Zu Studienbeginn wiesen 5 von 13 Patienten einen erniedrigten 25-(OH)-Vitamin D-Wert (8-39 nmol / l) auf (Norm: 40-185 nmol / l), das 1,25-(OH)2-Vitamin D war bei lediglich einem Patienten erhöht (159 pmol / l; Norm: 45-155 pmol / l) und 6 Patienten zeigten erhöhte Werte der knochenspezifischen alkalischen Phosphatase (24-37 U / l; Norm: 4-21 U / l). Bei allen 13 Patienten war der Parathormonspiegel innerhalb der Norm (1-6 pmol / l).
Die Wirbelsäule wies bei 6 von 13 Patienten mindestens eine Wirbelkörperfraktur auf, Grad I-Wirbelkörperdeformitäten lagen bei 2 von 13 Patienten vor, Grad II-Wirbelköperdeformitäten zeigten sich bei 3 von 13 Patienten; insgesamt betrachtet wiesen 4 der 13 Patienten Wirbelkörperdeformitäten auf. Osteodensitometrisch konnte bei 3 von 13 Patienten eine Osteopenie und bei 8 von 13 Patienten eine Osteoporose nachgewiesen werden.
Unter Fluoridtherapie mit Vitamin D- und Kalziumsubstitution kam es nach 6 Monaten zu einem Anstieg des Parathormonspiegels (3,2 ± 0,4 pmol / l vs. 4,6 ± 0,6 pmol / l; p = 0,027), nach 15 Monaten konnte eine Abnahme (p = 0,023) auf 3,7 ± 0,5 pmol / l gegenüber dem 6-Monatswert festgestellt werden, der sich nicht signifikant vom Ausgangswert unterschied. Die knochenspezifische alkalische Phosphatase verringerte sich nach 6 Monaten (22,8 ± 1,8 U / l vs.17,0 ± 1,5 U / l; p = 0,003), Ausgangs- und Endwert nach 15 Monaten unterschieden sich aber nicht. Das 25-(OH)-Vitamin D stieg nach 15 Monaten an (53,2 ± 13,4 nmol / l vs. 112,8 ± 13,0 nmol / l; p = 0,004), ebenso wie das 1,25-(OH)2-Vitamin D (108 ± 9,1 pmol / l vs. 139,5 ± 12,5 pmol / l; p = 0,001).
Die Knochendichte im Bereich der Lendenwirbelsäule (LWK 1-4) nahm nach 15-monatiger Therapie grenzwertig signifikant zu (+3%, 0,99 mg / cm2 ± 0,03 vs. 1,02 mg / cm2 ± 0,04; p = 0,06), gleichzeitig kam es im proximalen Femur zu einer signifikanten Abnahme (0,79 mg / cm2 ± 0,05 vs. 0,75 mg / cm2 ± 0,04; p = 0,0383). Diese signifikante Abnahme im proximalen Femur zeigte sich nur bei älteren Patienten über 62 Jahren (-9%), bei den jüngeren blieb die Knochendichte annähernd konstant (-1,2%).
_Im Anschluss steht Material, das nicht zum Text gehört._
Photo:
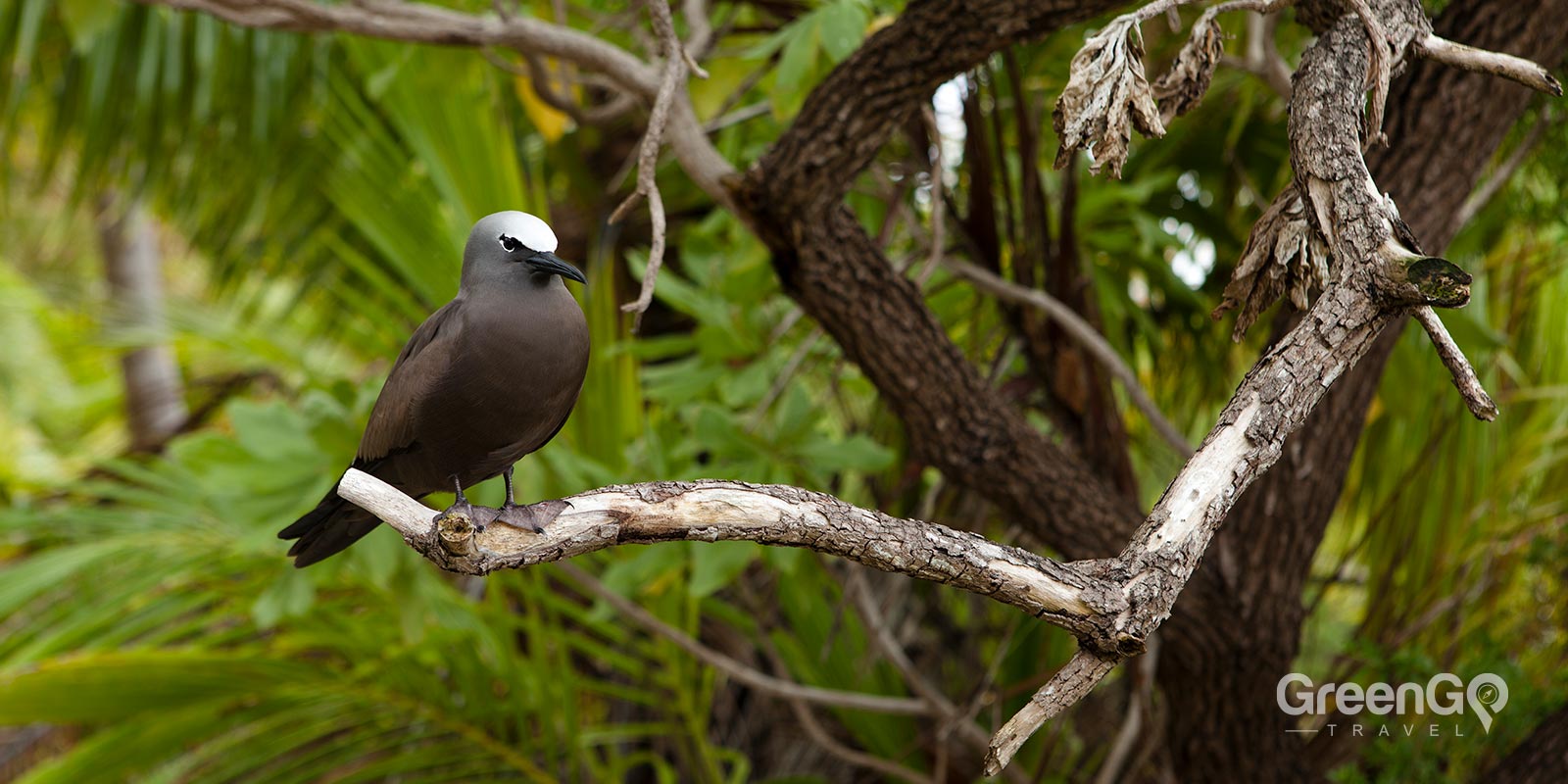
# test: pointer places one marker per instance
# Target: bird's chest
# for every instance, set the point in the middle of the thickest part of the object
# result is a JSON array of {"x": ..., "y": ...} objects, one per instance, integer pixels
[{"x": 521, "y": 372}]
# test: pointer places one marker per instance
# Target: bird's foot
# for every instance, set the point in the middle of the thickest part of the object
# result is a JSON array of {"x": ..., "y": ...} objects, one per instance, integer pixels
[
  {"x": 533, "y": 516},
  {"x": 478, "y": 516}
]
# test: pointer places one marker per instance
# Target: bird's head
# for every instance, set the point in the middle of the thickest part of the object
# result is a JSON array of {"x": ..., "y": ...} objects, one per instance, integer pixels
[{"x": 507, "y": 239}]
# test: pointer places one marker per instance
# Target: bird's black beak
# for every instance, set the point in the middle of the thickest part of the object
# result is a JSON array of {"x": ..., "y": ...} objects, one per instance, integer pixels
[{"x": 548, "y": 263}]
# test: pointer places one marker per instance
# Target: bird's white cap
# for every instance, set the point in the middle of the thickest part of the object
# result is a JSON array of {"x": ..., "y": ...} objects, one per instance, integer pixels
[{"x": 529, "y": 229}]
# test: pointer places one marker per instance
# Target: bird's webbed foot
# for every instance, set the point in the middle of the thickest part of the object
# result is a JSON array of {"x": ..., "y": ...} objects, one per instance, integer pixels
[{"x": 532, "y": 516}]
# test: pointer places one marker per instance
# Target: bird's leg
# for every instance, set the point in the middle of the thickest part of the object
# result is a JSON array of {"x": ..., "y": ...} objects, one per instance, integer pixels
[
  {"x": 533, "y": 516},
  {"x": 477, "y": 514}
]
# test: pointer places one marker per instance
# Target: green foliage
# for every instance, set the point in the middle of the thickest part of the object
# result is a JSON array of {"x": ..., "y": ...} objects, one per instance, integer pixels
[{"x": 318, "y": 188}]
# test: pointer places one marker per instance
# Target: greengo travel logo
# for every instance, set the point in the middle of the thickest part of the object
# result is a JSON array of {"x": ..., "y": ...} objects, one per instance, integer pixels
[{"x": 1432, "y": 710}]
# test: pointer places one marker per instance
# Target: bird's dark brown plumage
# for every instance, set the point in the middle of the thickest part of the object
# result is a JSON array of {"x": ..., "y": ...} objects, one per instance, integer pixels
[{"x": 485, "y": 380}]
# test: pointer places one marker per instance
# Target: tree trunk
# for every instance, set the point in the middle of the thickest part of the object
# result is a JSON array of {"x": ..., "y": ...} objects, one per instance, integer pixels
[
  {"x": 154, "y": 394},
  {"x": 1220, "y": 679}
]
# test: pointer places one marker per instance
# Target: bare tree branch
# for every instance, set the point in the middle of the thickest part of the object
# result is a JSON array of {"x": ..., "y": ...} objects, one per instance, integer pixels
[
  {"x": 1494, "y": 63},
  {"x": 1476, "y": 397},
  {"x": 676, "y": 65},
  {"x": 764, "y": 514}
]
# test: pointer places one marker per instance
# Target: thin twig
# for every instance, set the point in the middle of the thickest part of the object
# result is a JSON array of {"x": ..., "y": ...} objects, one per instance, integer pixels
[
  {"x": 736, "y": 670},
  {"x": 1380, "y": 71},
  {"x": 1063, "y": 690},
  {"x": 1086, "y": 334},
  {"x": 1476, "y": 397},
  {"x": 676, "y": 63},
  {"x": 1484, "y": 62}
]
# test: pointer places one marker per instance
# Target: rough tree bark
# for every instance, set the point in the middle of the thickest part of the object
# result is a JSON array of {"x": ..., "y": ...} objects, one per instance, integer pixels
[
  {"x": 1445, "y": 125},
  {"x": 794, "y": 200}
]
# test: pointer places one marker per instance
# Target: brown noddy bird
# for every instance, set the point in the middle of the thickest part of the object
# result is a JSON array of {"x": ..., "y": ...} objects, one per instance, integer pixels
[{"x": 486, "y": 380}]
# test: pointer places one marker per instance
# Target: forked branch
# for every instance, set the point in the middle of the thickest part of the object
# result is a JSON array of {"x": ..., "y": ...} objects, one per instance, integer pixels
[{"x": 776, "y": 514}]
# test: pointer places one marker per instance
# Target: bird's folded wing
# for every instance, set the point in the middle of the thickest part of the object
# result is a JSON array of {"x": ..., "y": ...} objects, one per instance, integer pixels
[{"x": 422, "y": 365}]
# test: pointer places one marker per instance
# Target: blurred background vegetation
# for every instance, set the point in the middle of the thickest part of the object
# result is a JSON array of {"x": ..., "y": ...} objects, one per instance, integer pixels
[{"x": 310, "y": 198}]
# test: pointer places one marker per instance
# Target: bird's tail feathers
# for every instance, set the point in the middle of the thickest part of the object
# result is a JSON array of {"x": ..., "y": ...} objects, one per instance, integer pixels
[{"x": 326, "y": 530}]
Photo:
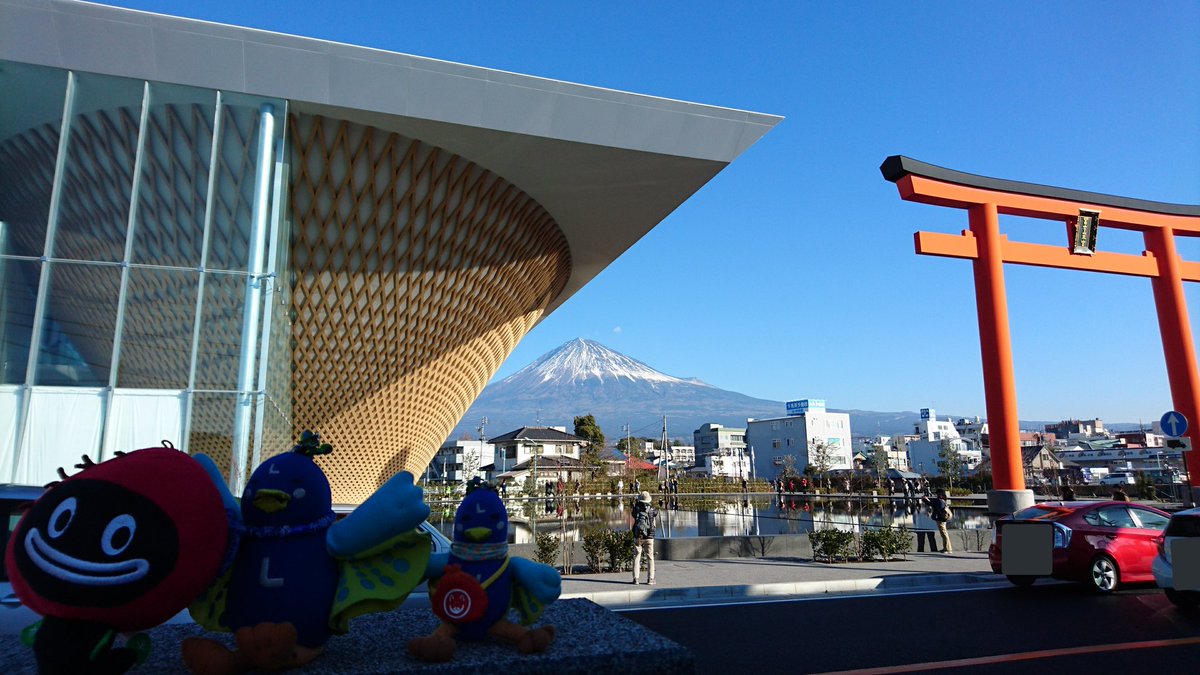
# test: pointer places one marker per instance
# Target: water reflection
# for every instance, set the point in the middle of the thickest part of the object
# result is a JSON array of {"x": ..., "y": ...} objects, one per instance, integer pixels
[{"x": 691, "y": 517}]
Die Fluoridtherapie mit Vitamin D- und Kalziumsubstitution führte somit bei jüngeren Patienten (< 62 Jahre) und bei guter Compliance (mindestens 19 mg Fluorid / Tag) zum gewünschten Effekt einer Knochendichtezunahme im Lendenwirbelsäulenbereich bei gleichzeitiger Konstanz der Knochendichte im proximalen Femur. Die Frage, ob dadurch das zukünftige Frakturrisiko signifikant gesenkt werden kann, blieb naturgemäß unbeantwortet; hierfür sind längerfristige Untersuchungen notwendig.